The Cavalier's Cup/C.Dickson

1953年発表 島田三蔵訳 ハヤカワ文庫HM6-10(1511)(早川書房)

 この作品で使われた密室トリックは、『白い僧院の殺人』の中で例示されたもののバリエーションです。そちらはパテで固定された窓ガラスの場合ですが、この作品では鉛で固定してあり、登場人物の鉛管工としての経験と組み合わせてあるところがうまいとは思いますが、簡単に見破られてもおかしくない感じがします。この作品がまずまず成功しているのは、相変わらずドタバタ劇をミスディレクションとしてうまく利用しているということもありますが、事件の特殊性によるところが大きいのではないでしょうか。

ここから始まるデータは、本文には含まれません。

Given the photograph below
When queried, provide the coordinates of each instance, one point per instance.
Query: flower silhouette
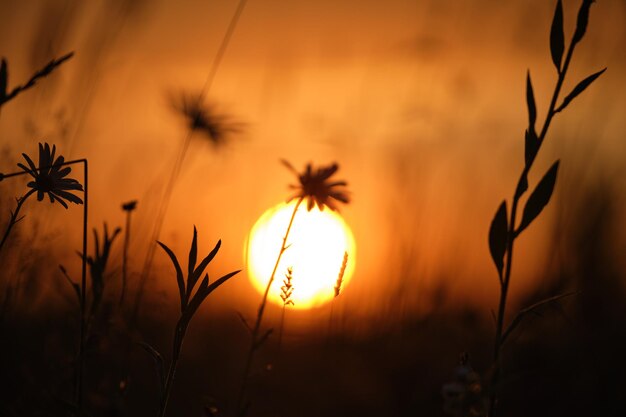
(204, 118)
(50, 177)
(316, 189)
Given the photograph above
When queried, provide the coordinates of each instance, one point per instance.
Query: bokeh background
(422, 103)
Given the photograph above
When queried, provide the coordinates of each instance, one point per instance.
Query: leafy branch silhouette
(504, 229)
(189, 304)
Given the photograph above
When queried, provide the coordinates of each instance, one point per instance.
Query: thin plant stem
(14, 216)
(125, 256)
(254, 339)
(512, 235)
(83, 298)
(280, 329)
(179, 335)
(164, 204)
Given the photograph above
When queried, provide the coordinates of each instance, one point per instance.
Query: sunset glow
(316, 246)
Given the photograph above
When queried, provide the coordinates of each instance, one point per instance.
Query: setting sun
(316, 246)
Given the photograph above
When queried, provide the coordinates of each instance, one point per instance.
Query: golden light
(317, 243)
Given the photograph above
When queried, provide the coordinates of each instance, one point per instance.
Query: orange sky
(421, 103)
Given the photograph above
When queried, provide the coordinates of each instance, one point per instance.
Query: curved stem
(177, 345)
(257, 325)
(14, 216)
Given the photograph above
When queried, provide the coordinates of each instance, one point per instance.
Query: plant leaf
(530, 103)
(179, 276)
(582, 21)
(220, 281)
(531, 146)
(539, 198)
(193, 255)
(557, 39)
(579, 89)
(522, 185)
(498, 236)
(522, 313)
(205, 262)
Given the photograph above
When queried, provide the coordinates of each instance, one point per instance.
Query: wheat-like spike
(286, 290)
(341, 273)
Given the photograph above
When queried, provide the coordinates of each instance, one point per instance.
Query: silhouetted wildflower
(315, 188)
(50, 177)
(203, 118)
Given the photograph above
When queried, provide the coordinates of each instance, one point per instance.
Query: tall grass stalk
(504, 229)
(182, 153)
(256, 340)
(286, 292)
(128, 208)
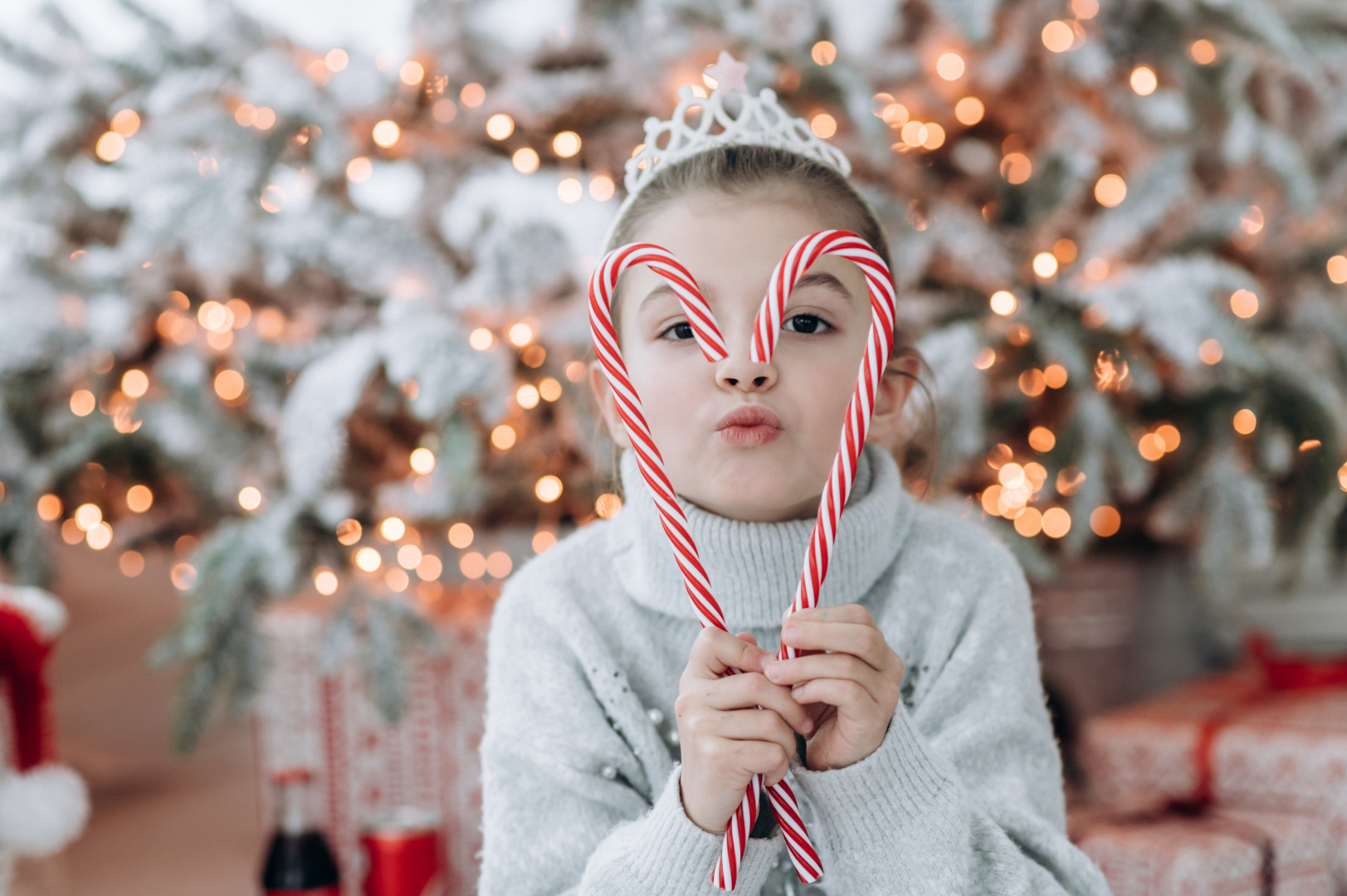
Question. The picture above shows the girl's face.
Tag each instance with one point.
(741, 440)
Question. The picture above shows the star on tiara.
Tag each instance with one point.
(760, 121)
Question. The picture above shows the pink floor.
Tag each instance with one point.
(162, 825)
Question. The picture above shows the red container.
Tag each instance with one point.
(404, 855)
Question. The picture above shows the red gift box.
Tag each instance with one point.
(1225, 852)
(324, 720)
(1230, 740)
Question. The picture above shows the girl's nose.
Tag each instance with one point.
(739, 373)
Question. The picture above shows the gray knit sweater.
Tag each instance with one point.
(579, 777)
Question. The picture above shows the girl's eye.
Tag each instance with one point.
(681, 330)
(806, 324)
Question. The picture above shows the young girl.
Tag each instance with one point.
(918, 742)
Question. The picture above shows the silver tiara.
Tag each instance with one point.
(761, 120)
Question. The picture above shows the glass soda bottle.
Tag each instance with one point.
(300, 861)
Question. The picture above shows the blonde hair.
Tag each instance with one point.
(739, 172)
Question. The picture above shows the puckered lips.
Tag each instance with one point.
(749, 425)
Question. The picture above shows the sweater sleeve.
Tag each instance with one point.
(964, 796)
(564, 809)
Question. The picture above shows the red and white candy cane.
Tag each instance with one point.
(651, 462)
(767, 330)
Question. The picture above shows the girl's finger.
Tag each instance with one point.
(857, 639)
(847, 695)
(754, 690)
(752, 725)
(715, 651)
(843, 666)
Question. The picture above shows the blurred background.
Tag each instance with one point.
(293, 345)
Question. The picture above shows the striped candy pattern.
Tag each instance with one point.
(767, 329)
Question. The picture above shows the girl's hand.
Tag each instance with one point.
(725, 738)
(850, 691)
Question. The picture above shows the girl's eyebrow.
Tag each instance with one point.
(817, 278)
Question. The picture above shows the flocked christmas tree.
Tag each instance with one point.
(307, 319)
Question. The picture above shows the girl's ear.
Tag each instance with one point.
(892, 395)
(608, 405)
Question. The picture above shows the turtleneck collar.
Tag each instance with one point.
(754, 567)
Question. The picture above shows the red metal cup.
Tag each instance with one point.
(403, 855)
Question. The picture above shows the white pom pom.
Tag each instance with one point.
(43, 810)
(47, 615)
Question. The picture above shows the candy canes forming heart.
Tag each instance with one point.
(767, 332)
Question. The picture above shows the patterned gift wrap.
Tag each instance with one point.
(1232, 738)
(1223, 852)
(322, 720)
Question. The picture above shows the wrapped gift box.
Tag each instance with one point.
(1247, 745)
(322, 720)
(1223, 852)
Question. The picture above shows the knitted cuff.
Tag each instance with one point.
(866, 805)
(679, 856)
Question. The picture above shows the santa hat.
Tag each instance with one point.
(43, 805)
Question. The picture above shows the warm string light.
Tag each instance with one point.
(385, 134)
(525, 161)
(823, 125)
(1210, 352)
(608, 505)
(1338, 269)
(1110, 190)
(139, 499)
(1057, 36)
(1016, 168)
(1046, 265)
(969, 110)
(461, 535)
(823, 53)
(82, 403)
(1144, 81)
(547, 488)
(131, 563)
(368, 559)
(1111, 373)
(1003, 302)
(422, 461)
(1105, 520)
(1243, 304)
(500, 125)
(1203, 51)
(566, 144)
(950, 66)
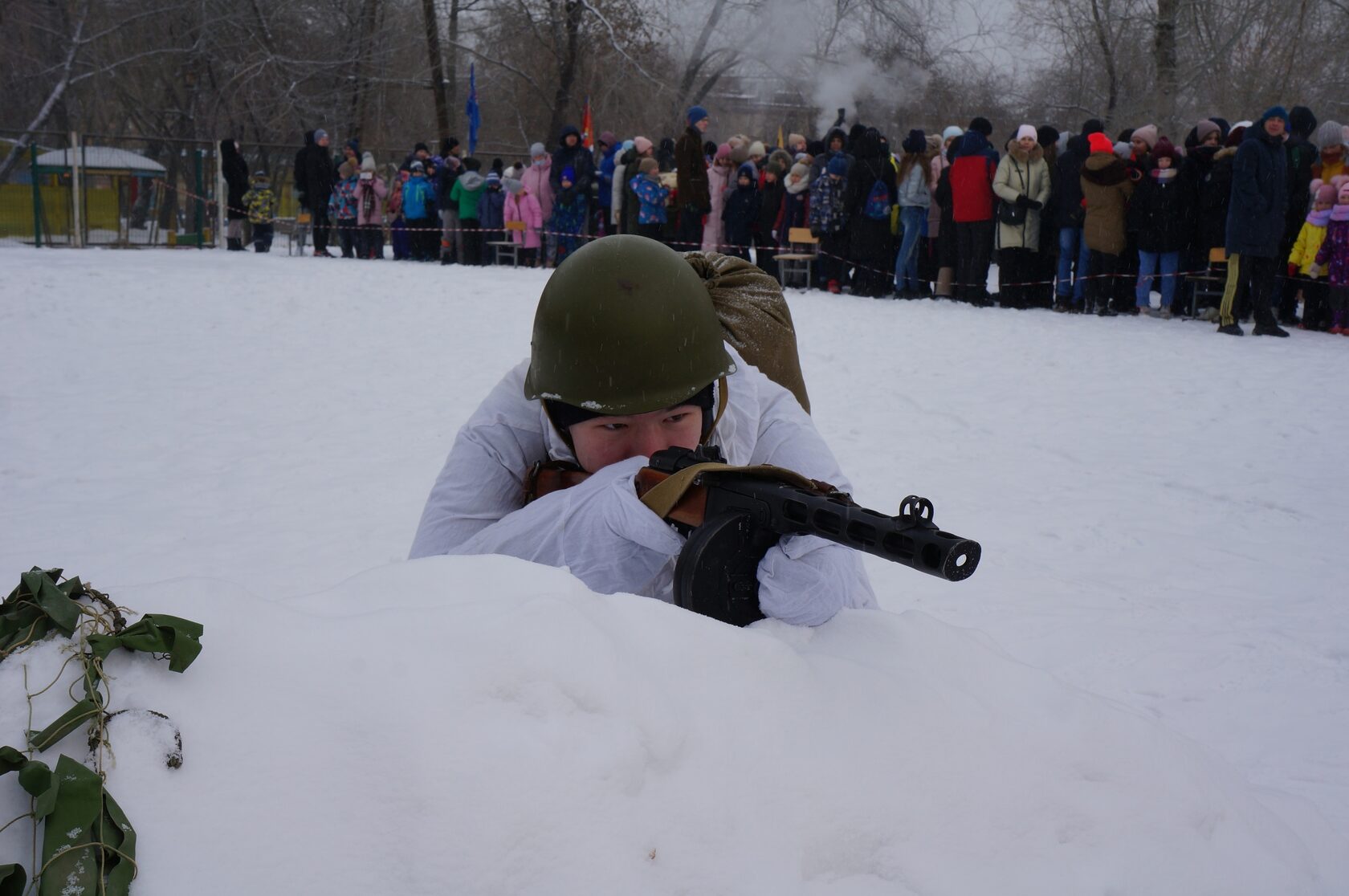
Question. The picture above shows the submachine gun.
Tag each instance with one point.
(732, 515)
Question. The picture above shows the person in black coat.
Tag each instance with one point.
(573, 154)
(771, 206)
(1160, 211)
(1069, 215)
(1302, 156)
(870, 245)
(1255, 223)
(740, 211)
(315, 178)
(235, 170)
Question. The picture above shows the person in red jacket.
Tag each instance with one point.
(972, 206)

 通常の密室事件であれば、密室の内部でどのような事件が起こったかはわかっているので、密室への出入りの手段だけに思考を集中することも可能でしょう。ところがこの作品では、密室に誰かが出入りしたと思われるにもかかわらず、騎士の盃が盗まれていないために、密室の内部で何が起こったのかというところから検討せざるを得ません。実際、マスターズは当初、トムの頭がおかしくなったのではないかとも考えています。このように、密室の謎以前に、事件性の有無が問題になってくるのです。

 また、マスターズがトムの正気を疑ったことによって、ハーヴィ氏が二度目の犯行に及ぶ動機が生じます。通常の盗難事件であれば、犯行は一度限りです。ハーヴィ氏自身、盗みは一度目で断念しています。ところがここで、トムの正気を証明するためという新たな動機が生じることによって、二度目の犯行が行われることとなり、ますます不可解性が高まると同時に、長編としての長さを支えることができるだけの謎が構築されていくのです。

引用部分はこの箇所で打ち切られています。